Sidekiq: Kubernetes liveness probe for worker

Created on 26 Oct 2017 · 6Comments · Source: mperham/sidekiq

Ruby version:
Sidekiq / Pro / Enterprise version(s):
5.0.5

I'd like to have/implement a kubernetes liveness probe for a sidekiq worker.

The liveness probe will GET :8080/ and look for an HTTP 200 response. Effectively, I need to know that the worker is alive and successfully pinging redis, but I need to know this from outside.

My threading is rusty, but I was considering threading a simple http server that responds with a 200 ok.

If the main worker thread dies, I want the http thread to die as well.

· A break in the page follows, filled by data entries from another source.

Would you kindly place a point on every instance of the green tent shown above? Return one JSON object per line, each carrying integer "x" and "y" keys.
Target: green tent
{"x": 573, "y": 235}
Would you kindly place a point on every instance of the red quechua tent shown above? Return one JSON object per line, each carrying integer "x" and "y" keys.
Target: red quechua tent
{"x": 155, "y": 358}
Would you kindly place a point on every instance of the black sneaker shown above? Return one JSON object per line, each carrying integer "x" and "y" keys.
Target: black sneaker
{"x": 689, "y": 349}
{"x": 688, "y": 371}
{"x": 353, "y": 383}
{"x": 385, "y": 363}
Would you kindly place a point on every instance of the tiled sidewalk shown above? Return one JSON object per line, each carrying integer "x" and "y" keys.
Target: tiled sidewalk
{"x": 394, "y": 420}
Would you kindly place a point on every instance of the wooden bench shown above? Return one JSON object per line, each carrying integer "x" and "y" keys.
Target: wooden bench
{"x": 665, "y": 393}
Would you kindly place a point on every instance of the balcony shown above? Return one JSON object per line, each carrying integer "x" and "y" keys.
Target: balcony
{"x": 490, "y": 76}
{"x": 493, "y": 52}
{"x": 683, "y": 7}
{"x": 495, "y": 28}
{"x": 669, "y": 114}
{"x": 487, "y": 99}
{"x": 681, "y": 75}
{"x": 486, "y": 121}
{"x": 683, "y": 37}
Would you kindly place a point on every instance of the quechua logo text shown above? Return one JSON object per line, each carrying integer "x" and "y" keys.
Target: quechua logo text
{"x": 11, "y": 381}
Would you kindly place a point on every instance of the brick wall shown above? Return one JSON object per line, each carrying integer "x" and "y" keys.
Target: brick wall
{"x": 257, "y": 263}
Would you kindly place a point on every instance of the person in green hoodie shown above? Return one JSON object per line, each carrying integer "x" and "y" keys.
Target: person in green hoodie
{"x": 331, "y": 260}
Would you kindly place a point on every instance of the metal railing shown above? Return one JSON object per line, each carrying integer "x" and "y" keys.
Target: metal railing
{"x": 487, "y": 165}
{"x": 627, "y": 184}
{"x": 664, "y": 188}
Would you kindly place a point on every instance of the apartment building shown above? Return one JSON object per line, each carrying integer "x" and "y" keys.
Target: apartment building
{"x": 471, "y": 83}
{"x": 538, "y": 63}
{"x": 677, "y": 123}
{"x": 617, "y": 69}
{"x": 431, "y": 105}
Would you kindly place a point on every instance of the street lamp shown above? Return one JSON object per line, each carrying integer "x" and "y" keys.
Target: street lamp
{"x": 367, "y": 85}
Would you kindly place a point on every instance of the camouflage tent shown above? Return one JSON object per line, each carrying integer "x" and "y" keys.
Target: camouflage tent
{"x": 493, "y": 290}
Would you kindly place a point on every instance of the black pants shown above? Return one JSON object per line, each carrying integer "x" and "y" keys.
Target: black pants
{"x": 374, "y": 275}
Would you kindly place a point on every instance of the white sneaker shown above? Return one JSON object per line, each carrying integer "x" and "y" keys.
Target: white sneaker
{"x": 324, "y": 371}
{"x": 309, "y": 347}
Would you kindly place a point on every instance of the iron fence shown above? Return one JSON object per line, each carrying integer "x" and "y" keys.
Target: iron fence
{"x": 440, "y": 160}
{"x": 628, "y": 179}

Has this already been done? If so, any pointers to it?
If not, does this sound like a reasonable plan? Any pointers?

Something like:

require 'socket'
LIVENESS_PORT = 8080

Sidekiq.configure_server do |config|
  config.on(:startup) do
     Sidekiq::Logging.logger.info "Starting liveness server on #{LIVENESS_PORT}"
     Thread.start do
       server = TCPServer.new('localhost', LIVENESS_PORT)
       loop do
         Thread.start(server.accept) do |socket|
           request = socket.gets # Read the first line of the request (the Request-Line)
           ::Sidekiq.redis do |r|
             sidekiq_response = r.ping
           end

           if !sidekiq_response.eql? 'PONG'
             response = "Sidekiq is not ready: Sidekiq.redis.ping returned #{res.inspect} instead of PONG\n"
             Sidekiq::Logging.logger.error response
           else
             response = "Live!\n"
           end
           socket.print "HTTP/1.1 200 OK\r\n" +
                            "Content-Type: text/plain\r\n" +
                            "Content-Length: #{response.bytesize}\r\n" +
                            "Connection: close\r\n"
           socket.print "\r\n" # blank line separates the header from the body, as required by the protocol
           socket.print response
           socket.close
         end
       end
     end
  end
end

Thoughts?

Source

rosskevin

👍3

Most helpful comment

Hi,
I just released a gem using the approach discussed here.
This approach worked really good for me.
Hope that helps.
https://github.com/arturictus/sidekiq_alive

arturictus on 8 May 2018

👍11

All 6 comments

Hi Kevin, that's a simple impl but it looks like it covers your needs. It would die in the case of a network error so you might need some rescueing in order to recover.

However: a user might have 20 Sidekiq processes on a single machine. Would you expect them to take port 8080-8100? Is that not the way k8s works, more like one process per container/IP?

mperham on 27 Oct 2017

My worker is a docker container, technically a kubernetes pod. A pod can have multiple containers, though it is discouraged, but sometimes it can be necessary - this is usually called a sidecar.

So, I can run 20 worker pods (likely just 1 with horizontal autoscale on). All can run on 8080, kubernetes will map this, but 8080 itself is only exposed for kubernetes liveness probing. I think in the case of network error here (local network within the kube cluster), I might as well restart the worker. I'll have to think about that, but thanks for looking it over. I'll give it a shot.

rosskevin on 27 Oct 2017

👍1

@rosskevin did this work for you? Currently I don't check to see if the worker is up.

ramontayag on 24 Jan 2018

Last I checked I believe it did. We brought down that infrastructure and are about to bring it up again, so I can't give you a definite answer. It is certainly in the neighborhood of being correct.

rosskevin on 24 Jan 2018

Hi,
I just released a gem using the approach discussed here.
This approach worked really good for me.
Hope that helps.
https://github.com/arturictus/sidekiq_alive

arturictus on 8 May 2018

👍11

Folks, what do you think about an alternative solution (purely for Sidekiq 6 though). Would it do the same job?

#!/usr/bin/env ruby
require_relative '../config/boot'
require 'sidekiq/api'

processes = Sidekiq::ProcessSet.new.size
$stdout.puts "Sidekiq processes: #{processes}"

processes.zero? and exit 1

It returns exit code 1 if there are no running processes.